Nos anos 80, estilistas como Yohji Yamamoto e Issey Miyake puseram o Japão no mapa da moda. Agora, uma segunda geração de designers começa a se firmar. São nomes como Nigo, da marca de streetwear A Bathing Ape, Jun Takahashi, da grife Undercover, e Naoki Takizawa – que desde 1999 dirige as coleções da marca Issey Miyake, além de ter aberto uma loja de roupa jovem com seu próprio nome num badalado centro comercial de Tóquio, o Roppongi Hills. Aos 43 anos, Takizawa acredita que a moda precisa se comunicar com o restante da cultura. Já colaborou com o coreógrafo William Forsythe, do Balé de Frankfurt, e com o time de Takashi Murakami, estrela da arte pop japonesa. Ele próprio é artista plástico e concebeu recentemente uma instalção sobre os índios ianomâmis. “A tecnologia é muito importante para mim”, disse Takizawa a VEJA. “No Ocidente, os fabricantes de tecidos apresentam seus produtos aos estilistas, que criam a partir dali. Aqui, nós mesmos desenvolvemos os nossos”. Em sua última coleção, Takizawa explorou uma fibra finíssima para criar mimetismos entre pele e roupa. Takizawa também fez versões de “roupas de um futuro próximo”, com sapatos que se prolongam em calças, macacões e uniformes. O estilista diz que se inspira nos jovens de Tóquio. “Às vezes eles parecem estar à nossa frente”.
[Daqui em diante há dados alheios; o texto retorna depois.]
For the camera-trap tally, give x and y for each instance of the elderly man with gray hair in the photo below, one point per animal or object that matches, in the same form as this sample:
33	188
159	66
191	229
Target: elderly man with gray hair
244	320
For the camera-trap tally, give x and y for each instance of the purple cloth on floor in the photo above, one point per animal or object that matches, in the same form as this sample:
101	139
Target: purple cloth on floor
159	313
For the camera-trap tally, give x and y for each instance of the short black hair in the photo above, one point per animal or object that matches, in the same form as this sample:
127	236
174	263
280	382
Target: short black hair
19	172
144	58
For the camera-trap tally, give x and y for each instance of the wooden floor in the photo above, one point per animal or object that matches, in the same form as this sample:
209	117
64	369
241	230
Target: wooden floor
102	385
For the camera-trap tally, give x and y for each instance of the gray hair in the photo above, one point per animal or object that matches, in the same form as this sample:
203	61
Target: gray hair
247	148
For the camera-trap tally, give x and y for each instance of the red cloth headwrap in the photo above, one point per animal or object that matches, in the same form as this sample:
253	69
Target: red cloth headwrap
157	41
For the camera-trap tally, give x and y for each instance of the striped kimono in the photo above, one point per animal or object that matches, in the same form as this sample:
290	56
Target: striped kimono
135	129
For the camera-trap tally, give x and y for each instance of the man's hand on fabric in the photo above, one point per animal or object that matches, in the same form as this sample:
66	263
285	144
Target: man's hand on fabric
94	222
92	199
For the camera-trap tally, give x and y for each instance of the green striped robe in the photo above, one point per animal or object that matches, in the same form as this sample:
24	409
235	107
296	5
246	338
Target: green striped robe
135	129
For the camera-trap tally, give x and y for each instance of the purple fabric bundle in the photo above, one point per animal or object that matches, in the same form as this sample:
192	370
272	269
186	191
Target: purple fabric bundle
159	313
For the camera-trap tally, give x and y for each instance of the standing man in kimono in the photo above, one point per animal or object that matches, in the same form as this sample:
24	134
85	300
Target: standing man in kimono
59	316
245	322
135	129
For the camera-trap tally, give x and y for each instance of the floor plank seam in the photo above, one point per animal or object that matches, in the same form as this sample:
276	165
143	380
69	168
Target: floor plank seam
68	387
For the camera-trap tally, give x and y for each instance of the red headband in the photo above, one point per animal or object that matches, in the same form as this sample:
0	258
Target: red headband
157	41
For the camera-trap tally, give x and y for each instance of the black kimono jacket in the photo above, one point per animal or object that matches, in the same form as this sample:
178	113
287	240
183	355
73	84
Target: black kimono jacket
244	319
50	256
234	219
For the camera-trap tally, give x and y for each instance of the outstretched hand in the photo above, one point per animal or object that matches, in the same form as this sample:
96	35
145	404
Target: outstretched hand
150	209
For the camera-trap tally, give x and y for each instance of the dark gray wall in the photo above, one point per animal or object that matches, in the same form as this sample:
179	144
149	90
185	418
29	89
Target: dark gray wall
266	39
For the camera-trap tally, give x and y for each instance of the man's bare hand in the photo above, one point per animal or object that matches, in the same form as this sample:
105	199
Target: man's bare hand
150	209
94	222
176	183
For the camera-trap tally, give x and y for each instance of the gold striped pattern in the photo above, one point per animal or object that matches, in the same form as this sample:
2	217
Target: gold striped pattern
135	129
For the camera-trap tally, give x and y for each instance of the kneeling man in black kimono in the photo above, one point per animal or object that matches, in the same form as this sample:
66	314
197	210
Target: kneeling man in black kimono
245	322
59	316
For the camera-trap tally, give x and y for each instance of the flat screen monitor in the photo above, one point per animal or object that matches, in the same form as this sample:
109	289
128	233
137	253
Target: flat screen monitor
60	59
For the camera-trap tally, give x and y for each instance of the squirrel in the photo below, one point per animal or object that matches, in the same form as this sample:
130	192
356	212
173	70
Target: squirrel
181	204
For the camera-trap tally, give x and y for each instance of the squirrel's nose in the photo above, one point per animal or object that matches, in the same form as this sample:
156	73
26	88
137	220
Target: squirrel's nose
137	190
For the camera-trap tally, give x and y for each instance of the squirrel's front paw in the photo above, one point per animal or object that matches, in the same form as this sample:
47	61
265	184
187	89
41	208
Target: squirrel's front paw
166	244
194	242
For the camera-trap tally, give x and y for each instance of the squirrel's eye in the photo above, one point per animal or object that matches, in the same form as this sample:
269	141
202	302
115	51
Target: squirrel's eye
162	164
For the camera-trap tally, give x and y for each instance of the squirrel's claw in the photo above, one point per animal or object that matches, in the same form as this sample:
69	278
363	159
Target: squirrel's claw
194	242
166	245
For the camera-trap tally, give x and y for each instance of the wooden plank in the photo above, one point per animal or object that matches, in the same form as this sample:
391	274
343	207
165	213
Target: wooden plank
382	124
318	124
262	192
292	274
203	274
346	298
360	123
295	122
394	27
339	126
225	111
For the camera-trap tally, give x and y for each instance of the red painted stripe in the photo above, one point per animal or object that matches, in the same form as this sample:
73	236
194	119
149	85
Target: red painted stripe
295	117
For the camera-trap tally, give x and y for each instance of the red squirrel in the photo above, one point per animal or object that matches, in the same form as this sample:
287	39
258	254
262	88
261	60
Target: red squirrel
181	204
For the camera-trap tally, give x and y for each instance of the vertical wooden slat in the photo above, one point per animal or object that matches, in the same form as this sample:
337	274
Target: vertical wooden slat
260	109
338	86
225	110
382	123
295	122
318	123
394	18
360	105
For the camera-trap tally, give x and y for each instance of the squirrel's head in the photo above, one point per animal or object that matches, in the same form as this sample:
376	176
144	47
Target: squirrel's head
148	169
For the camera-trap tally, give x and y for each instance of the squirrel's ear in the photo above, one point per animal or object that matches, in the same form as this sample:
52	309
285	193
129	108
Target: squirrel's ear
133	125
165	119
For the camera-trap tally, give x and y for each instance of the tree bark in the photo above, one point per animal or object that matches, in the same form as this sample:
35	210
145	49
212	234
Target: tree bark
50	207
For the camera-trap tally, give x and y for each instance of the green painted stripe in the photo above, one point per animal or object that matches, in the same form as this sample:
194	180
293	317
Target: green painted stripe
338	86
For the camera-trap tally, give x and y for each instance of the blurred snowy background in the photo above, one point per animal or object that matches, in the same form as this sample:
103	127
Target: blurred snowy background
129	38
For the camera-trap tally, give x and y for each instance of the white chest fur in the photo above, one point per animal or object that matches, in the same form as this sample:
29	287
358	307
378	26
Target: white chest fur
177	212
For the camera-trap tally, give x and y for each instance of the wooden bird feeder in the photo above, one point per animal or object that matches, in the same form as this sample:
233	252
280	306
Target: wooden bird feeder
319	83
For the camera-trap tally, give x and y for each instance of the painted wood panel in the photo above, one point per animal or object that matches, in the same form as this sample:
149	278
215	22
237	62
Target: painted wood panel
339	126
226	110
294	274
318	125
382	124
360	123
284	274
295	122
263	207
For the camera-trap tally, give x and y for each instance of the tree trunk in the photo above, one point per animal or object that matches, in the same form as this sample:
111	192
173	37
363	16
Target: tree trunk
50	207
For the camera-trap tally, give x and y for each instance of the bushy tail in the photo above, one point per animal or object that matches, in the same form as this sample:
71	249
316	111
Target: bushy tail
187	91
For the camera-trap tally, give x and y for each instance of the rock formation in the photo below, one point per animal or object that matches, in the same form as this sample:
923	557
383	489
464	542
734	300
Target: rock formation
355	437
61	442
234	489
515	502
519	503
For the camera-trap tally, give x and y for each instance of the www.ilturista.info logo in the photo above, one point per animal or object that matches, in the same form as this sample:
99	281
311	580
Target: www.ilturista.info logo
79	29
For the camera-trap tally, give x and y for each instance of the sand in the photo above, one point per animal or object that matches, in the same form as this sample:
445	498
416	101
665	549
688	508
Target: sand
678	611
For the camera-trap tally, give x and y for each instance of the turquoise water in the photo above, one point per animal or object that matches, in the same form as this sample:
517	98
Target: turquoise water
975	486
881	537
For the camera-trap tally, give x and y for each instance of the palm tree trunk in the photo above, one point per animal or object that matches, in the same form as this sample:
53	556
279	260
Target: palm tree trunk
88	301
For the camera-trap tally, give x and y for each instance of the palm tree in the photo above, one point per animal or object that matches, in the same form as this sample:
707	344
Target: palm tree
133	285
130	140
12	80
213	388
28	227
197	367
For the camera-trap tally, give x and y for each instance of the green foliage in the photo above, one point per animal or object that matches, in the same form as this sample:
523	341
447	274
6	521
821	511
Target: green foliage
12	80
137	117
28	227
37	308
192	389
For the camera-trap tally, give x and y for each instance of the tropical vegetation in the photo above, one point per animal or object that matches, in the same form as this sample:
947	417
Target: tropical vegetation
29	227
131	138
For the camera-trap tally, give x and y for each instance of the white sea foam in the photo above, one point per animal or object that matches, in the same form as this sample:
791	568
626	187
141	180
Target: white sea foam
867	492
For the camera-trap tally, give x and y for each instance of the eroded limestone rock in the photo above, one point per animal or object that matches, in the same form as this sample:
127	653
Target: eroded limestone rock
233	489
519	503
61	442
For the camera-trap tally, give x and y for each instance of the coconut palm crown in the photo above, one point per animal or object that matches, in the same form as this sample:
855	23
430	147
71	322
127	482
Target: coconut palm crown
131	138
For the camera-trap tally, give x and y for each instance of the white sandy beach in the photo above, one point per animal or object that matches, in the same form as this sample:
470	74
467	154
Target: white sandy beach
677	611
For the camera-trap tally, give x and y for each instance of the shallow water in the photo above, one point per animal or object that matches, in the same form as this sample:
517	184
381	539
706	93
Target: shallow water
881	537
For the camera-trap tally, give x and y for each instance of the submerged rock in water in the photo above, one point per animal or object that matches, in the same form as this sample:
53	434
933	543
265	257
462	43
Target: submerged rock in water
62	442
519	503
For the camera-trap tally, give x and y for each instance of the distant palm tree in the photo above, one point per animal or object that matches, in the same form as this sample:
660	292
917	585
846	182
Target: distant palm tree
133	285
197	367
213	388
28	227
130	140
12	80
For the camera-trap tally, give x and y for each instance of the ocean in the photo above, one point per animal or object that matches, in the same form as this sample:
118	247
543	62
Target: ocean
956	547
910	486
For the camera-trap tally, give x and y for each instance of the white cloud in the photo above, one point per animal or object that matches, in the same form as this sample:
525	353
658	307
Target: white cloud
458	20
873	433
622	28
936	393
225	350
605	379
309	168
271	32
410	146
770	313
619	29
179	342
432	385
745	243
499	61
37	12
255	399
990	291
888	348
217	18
BOX 4 – PALAVRA FAVORITA: “LIBERDADE”

Uma pesquisa realizada por um grande jornal anos atrás, revelou que as palavras preferidas da população japonesa em geral eram “paciência”, “harmonia” e “concordância”. Em suas raras entrevistas, o romancista Haruki Murakami, de 54 anos, nunca deixa de mencionar que sua palavra favorita é “liberdade”. Esse é um dos motivos de sua enorme popularidade entre jovens e adolescentes. Os livros de Murakami têm como protagonistas pessoas na faixa dos 20 ou 30 anos que enfrentam crises existenciais. Já houve quem os descrevesse como niilistas, mas Murakami discorda. “Eles são apenas pessoas desconfortáveis com sua posição na sociedade”, disse ele a VEJA. Murakami não se filia a nenhum grupo literário e evita até mesmo conhecer precursores. “Nunca li um livro inteiro de Mishima”, diz ele, referindo-se a um dos maiores ícones da ficção japonesa moderna. Quando despontou na literatura, nos anos 80, muitos qualificaram sua linguagem como influenciada em demasia pelo inglês. Hoje seu estilo é reconhecido pela crítica, que também o elogiou por voltar-se para questões da história e da sociedade japonesa. Haruki Murakami já vendeu 20 milhões de livros no Japão e cerca de 3,8 milhões no resto do mundo (ele é cada vez mais popular na Ásia). Caçando Carneiros e Minha Querida Sputnik são suas obras publicadas no Brasil.